The case of a police officer who beat his wife and son raises serious questions about who the powerful police union defends in court. Photo: Jason South
In a Melbourne suburb a decade ago, a police officer grabbed his wife and threw her against the wall.
The couple's sons, then aged six and three, saw their dad assault their mum and started crying, so she urged them into the next room, away from the violence.
Four years ago, the same police officer arrived at his wife's home - they were separated - to pick up his son for karate training.
His wife had mentioned in a phone message the boys had been misbehaving, so when he arrived he walked straight into his son's room.
His wife followed and saw her husband with his hands around their son's neck. He threw the 13-year-old boy onto the bed, and "slapped him around".
This officer, who was a senior constable with Victoria Police until he quit last year, was originally committed to stand trial on 11 family violence-related charges. On Wednesday he pleaded guilty to two.
The case raises serious questions about how the powerful police union decides which members it will back in court.
The Police Association has paid all of his legal fees, through a contested committal in the Magistrate's Court to pre-trial argument and Wednesday's plea in the County Court.
"All the members I have spoken to have been absolutely disgusted that their membership fees are going to support men who bash their families," the ex-wife, herself a former police employee, said outside court on Wednesday.
In a statement, Police Association secretary Ron Iddles said each legal case was different and judged on its circumstances. Support stops when a member pleads guilty, he said.
If the offence occurred while an officer was off duty, they must demonstrate the charges were laid solely because they were a police officer, he said.
The officer's two assaults were set against a background of family violence, prosecutor David Cordy told Judge Richard Smith.
"The offences your honour is required to sentence could not be seen as isolated or one-off acts and it could not be said there was no subsequent misbehaviour."
The officer's former wife, who cannot be named, read her victim statement in court and said the damage from the assaults and his denials would never leave her or their children.
"The anxiety, stress and fear you subjected our boys to continues and has impacted their lives enormously," she said
In a statement, one of her sons said he never enjoyed spending time with his father because he was always worried something would happen. "I was always scared he would get angry and hit me like he has done".
The former senior constable joined the police force in 1990 and worked at stations across Melbourne, defence barrister Dermot Dann QC told the court.
He was of "good character" and served the community as a police officer for 28 years, Mr Dann said.
After working as an officer on the scene of a number of fatal incidents he later developed post traumatic stress disorder. He also had anxiety and depression, the court heard.
He went on sick leave and eventually was placed on an emergency services pension of about $61,000 a year in 2013. He remains on it today. The case was adjourned until May 25 for further plea and sentencing.

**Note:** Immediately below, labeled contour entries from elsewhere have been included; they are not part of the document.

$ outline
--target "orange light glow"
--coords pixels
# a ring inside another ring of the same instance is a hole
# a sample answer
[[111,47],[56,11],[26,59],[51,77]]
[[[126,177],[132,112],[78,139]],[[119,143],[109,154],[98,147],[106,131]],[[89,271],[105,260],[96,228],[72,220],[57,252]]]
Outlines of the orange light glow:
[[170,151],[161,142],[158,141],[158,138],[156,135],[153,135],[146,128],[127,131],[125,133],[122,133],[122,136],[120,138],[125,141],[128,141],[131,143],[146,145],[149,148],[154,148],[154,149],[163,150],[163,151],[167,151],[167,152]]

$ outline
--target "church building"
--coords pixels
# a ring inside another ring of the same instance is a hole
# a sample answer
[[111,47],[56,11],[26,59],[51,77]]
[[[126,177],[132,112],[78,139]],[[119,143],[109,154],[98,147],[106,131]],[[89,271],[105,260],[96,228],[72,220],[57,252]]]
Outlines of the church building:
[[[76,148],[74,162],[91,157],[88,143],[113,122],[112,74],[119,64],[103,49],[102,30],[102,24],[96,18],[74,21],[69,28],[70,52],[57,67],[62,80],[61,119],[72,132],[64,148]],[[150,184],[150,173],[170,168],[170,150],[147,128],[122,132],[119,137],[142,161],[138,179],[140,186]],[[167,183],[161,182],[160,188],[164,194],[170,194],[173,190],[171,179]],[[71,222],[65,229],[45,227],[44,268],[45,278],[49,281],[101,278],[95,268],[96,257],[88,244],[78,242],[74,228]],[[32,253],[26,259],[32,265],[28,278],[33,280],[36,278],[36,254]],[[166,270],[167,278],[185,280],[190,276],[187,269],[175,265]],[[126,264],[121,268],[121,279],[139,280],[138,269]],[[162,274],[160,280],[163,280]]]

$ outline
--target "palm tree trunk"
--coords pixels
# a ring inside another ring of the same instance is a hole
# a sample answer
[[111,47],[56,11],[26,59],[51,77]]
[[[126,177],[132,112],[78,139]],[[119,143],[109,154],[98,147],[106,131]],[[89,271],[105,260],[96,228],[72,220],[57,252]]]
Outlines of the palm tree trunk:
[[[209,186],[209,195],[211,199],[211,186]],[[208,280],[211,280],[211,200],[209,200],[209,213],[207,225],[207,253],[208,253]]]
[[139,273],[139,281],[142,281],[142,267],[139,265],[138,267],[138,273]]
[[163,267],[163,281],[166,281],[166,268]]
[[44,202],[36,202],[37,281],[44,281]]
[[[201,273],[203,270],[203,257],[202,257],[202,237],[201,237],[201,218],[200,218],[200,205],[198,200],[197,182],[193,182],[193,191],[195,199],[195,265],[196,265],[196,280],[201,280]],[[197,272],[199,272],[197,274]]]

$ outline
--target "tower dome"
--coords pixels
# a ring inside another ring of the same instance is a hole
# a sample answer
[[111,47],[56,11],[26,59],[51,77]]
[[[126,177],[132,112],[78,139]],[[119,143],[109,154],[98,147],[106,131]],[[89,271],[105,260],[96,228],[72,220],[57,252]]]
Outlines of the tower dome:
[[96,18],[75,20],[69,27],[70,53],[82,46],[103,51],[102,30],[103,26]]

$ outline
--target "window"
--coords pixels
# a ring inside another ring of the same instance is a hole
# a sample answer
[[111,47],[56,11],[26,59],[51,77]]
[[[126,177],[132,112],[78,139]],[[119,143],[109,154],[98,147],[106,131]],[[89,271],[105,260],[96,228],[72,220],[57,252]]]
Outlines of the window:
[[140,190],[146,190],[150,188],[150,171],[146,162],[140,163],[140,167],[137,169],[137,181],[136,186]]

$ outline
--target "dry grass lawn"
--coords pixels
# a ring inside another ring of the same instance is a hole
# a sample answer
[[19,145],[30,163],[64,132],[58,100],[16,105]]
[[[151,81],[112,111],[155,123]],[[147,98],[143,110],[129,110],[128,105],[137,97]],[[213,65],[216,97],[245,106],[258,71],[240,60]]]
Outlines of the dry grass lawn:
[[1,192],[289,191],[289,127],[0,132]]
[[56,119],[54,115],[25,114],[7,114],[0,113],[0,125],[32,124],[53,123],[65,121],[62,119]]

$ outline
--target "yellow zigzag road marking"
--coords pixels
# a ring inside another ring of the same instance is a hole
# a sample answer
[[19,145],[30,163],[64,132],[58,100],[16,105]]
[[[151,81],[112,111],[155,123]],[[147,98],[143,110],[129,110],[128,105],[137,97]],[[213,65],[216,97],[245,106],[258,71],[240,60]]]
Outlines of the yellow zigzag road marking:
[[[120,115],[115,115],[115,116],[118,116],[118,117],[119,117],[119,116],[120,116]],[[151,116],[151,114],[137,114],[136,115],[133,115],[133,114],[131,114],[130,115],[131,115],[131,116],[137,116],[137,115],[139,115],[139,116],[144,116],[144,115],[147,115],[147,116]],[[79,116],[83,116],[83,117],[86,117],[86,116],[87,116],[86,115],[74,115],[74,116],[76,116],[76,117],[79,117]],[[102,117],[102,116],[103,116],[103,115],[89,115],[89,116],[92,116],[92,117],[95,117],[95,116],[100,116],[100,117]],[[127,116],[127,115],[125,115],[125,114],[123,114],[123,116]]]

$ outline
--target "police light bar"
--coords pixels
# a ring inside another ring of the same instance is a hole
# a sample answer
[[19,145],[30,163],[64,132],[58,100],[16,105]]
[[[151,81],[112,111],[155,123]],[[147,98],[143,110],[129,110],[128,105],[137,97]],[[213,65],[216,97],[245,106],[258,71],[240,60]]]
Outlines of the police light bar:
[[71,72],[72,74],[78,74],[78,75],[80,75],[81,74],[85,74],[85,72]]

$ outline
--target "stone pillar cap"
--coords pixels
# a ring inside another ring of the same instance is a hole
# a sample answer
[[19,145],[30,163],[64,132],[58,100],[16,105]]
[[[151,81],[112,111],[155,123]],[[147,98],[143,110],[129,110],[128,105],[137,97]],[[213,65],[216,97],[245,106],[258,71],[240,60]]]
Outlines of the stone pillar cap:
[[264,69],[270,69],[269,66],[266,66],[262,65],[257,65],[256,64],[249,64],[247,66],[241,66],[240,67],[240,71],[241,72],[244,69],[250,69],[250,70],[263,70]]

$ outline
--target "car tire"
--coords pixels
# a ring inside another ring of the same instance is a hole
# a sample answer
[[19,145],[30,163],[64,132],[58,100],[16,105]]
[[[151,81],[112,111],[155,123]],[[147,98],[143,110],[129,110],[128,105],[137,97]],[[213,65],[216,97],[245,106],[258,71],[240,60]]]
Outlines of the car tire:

After a number of high-profile public cases that pinpointed police failings, including the murders of 11-year-old Luke Batty and Point Cook woman Kelly Thompson, Victoria Police has taken a strong public stand against domestic violence.
But when the police officer's former wife asked for help from Victoria Police before her husband was charged she got little response, she said outside court.
"The whole process has been appalling and he has all the rights," she said.